Depending on your project philosophy, you can either declare that the HEAD is always "somewhat" unstable and that individual release branches are the points of stability in the project or create a separate branch for development builds.

Neil Bartlett said...

I think you've hit a a limitation of all centralized SCM systems. Decentralized SCMs are becoming popular of late, perhaps you could look into one of those (e.g. Mercurial, git, darcs or Bazaar). They are designed to handle exactly this use case, along with many others that cannot be handled by centralized systems.

However if you really have to use Subversion, then a branch with an appropriate do_not_use label is probably the only solution.

Anonymous said...

On the commercial side, this would also be easy in AccuRev.

I'm still using Subversion, but am looking at experimenting with darcs or git in the future.

Dennis Nagel said...

So I'm wondering if I missed it or you didn't say which IDE you use... Eclipse does it's own local file revision storage. I won't go so far as to suggest it can 'label' your entire set of files in that local repository, but I wouldn't put it past some eager eclipse plugin genius to come up with a way to do that.

hth. D.

Adrian said...

The answer is a distributed version control system, because what you need is a "feature branch". Branching in SVN is cheap and quick, but the merging can be very painful. Branching in a DVCS is just as cheap, but the merging is much nicer. DVCS also allow you to make local commits, work offline, and are generally a lot faster than SVN.

There are several DVCS systems that will work with Subversion, so you don't have to migrate your central server just yet.

SVK is probably the most "native". This uses a Subversion repository as backing storage, and can push and merge revisions to a normal SVN repo. It suffers a little from being slow.

git is the real speed demon of the DVCS world, and can interact with SVN repos via the git-svn component.
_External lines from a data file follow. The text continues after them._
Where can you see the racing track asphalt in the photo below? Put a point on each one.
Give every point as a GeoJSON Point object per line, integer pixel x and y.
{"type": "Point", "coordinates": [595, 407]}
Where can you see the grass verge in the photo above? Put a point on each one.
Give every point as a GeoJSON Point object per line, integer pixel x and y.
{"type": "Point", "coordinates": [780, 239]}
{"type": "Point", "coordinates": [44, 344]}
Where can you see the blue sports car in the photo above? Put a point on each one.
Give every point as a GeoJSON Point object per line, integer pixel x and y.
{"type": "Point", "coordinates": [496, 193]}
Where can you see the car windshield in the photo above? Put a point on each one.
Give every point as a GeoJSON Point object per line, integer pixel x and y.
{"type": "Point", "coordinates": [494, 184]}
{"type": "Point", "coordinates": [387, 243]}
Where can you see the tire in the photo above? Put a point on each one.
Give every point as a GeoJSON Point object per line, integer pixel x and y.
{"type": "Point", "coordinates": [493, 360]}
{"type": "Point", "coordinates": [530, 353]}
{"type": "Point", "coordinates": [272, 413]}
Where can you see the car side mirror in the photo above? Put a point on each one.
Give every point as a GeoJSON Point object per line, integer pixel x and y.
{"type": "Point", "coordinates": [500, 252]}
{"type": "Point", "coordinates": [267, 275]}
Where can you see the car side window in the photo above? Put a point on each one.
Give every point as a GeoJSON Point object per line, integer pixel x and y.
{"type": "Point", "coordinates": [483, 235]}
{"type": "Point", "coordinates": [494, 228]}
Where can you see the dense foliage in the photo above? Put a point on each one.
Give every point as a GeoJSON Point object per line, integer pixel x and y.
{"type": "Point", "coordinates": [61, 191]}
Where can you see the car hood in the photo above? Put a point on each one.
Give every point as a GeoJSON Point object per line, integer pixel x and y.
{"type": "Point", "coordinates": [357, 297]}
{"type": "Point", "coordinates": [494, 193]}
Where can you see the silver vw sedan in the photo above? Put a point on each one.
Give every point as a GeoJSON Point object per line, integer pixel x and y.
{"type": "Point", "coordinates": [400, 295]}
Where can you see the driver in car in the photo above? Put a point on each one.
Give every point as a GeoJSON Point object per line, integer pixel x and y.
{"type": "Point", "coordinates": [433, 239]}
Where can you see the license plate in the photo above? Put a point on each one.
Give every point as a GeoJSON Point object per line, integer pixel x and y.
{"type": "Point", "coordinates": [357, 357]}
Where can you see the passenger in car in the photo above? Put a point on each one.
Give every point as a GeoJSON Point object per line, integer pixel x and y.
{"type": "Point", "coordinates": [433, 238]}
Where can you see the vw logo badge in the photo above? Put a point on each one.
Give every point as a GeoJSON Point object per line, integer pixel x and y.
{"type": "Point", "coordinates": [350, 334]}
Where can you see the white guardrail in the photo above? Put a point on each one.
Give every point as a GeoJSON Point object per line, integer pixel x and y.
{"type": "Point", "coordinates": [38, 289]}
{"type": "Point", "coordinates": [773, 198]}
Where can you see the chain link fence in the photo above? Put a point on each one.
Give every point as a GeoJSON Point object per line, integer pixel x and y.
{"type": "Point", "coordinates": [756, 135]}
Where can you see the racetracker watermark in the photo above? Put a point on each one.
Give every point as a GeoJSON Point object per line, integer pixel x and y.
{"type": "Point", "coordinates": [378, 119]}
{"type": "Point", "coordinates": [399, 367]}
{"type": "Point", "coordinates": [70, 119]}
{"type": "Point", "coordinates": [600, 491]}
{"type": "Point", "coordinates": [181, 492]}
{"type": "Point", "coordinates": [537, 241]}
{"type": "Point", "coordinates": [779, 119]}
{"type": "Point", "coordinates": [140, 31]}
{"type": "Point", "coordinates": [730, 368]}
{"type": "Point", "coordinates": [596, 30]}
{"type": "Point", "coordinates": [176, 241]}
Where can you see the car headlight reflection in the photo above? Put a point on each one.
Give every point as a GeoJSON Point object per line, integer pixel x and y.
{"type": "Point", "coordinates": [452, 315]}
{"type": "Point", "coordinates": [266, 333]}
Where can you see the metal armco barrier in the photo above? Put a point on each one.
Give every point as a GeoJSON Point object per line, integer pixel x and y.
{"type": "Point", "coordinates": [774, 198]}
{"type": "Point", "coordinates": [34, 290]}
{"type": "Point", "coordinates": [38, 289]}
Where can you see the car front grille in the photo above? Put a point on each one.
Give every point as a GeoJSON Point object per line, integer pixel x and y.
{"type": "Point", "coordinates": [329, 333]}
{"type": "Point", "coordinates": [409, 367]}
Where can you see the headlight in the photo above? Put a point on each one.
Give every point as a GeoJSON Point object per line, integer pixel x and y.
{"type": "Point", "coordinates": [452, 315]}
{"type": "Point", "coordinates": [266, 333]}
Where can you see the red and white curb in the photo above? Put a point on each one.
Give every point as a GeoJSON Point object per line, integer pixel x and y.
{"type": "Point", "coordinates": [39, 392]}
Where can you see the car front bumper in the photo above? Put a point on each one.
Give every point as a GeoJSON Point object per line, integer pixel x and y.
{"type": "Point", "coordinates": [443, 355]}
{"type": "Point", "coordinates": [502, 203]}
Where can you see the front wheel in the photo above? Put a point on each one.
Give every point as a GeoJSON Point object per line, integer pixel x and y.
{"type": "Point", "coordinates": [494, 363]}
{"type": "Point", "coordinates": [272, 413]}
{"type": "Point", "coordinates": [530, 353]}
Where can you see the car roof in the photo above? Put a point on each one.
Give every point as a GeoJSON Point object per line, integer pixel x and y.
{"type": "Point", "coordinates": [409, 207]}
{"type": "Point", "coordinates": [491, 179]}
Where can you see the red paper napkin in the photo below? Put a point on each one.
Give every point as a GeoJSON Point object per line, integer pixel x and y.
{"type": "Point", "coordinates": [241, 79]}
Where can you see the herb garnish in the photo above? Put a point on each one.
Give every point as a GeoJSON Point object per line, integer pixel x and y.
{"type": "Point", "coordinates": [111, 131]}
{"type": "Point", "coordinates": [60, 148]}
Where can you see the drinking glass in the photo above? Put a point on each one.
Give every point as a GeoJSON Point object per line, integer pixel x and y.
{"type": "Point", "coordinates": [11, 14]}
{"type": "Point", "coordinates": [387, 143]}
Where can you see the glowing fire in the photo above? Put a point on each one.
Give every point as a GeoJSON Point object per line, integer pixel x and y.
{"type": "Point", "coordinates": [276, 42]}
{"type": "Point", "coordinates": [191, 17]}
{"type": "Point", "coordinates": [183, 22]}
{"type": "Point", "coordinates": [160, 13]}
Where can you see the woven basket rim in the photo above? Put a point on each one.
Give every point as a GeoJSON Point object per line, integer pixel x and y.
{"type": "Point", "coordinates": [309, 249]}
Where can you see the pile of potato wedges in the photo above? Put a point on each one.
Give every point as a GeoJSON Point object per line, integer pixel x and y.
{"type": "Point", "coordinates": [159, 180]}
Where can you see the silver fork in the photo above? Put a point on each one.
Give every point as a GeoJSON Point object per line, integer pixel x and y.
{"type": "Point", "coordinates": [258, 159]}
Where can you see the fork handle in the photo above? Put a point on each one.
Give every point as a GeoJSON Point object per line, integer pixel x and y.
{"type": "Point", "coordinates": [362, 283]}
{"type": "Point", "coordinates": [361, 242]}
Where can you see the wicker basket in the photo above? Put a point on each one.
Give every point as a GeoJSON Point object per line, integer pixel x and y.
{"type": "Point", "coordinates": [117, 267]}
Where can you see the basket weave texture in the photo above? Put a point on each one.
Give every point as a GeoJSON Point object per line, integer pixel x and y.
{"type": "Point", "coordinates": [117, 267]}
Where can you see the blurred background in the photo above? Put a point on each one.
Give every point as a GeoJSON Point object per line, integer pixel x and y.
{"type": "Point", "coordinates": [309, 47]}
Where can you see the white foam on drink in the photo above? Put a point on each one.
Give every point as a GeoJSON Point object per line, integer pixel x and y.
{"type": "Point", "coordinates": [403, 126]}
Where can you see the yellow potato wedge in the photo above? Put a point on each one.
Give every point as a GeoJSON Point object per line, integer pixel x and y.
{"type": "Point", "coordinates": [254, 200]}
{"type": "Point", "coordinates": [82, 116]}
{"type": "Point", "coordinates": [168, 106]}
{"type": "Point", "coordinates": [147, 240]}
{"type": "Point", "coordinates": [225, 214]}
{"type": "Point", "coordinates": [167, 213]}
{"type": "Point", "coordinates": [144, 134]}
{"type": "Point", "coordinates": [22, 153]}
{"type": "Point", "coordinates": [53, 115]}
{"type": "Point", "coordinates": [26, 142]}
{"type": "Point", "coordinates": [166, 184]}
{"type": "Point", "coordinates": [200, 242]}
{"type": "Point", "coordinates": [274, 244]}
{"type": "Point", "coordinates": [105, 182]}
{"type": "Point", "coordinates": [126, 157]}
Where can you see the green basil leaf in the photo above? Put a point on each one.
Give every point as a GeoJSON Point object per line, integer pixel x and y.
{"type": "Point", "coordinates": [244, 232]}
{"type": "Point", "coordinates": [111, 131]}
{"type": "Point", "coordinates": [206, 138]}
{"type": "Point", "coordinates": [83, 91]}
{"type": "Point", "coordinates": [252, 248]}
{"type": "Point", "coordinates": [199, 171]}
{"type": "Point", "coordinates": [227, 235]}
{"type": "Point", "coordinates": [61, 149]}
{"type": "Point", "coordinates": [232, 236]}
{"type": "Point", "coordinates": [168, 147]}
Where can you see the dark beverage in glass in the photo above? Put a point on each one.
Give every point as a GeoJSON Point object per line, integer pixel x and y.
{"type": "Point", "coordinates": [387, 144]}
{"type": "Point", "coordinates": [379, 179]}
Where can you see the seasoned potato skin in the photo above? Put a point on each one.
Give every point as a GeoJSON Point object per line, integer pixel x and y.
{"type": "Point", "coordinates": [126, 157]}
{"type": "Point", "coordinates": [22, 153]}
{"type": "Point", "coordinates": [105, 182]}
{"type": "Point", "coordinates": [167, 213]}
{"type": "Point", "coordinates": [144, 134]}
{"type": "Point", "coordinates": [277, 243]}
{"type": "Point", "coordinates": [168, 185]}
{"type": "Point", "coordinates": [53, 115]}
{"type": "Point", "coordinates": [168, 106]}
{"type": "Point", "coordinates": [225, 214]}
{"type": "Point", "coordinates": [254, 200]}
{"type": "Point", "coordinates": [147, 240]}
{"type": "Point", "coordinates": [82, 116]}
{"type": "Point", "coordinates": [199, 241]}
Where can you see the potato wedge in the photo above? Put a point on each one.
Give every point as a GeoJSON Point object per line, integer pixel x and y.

Bazaar also has good support for SVN repositories via the bzr-svn plugin. Bazaar arguably has the best support for Windows of the three big next-generation DVCS systems, and being written (mostly) in Python makes it easier to scratch your own itches, should you have them. Not as fast as git, but still fast enough for the majority of projects and, like git and Mercurial, much faster than SVN.

Bazaar ended up being my choice for a project involving the merging of multiple simultaneous lines of development over some 4000 files. Mercurial has an edge case that my working tree ran into, and git was too scary for my end-users to contemplate.

Users make multiple commits into their working branches but at the end of the day are expected to commit a single working "merge" revision to the trunk which doesn't break anything.

Andrew Binstock said...

@Adrian: Thanks for your thoughtful comment. I have come to the same conclusion you did; namely, that for the specific need I identified using a DVCS is a very workable solution.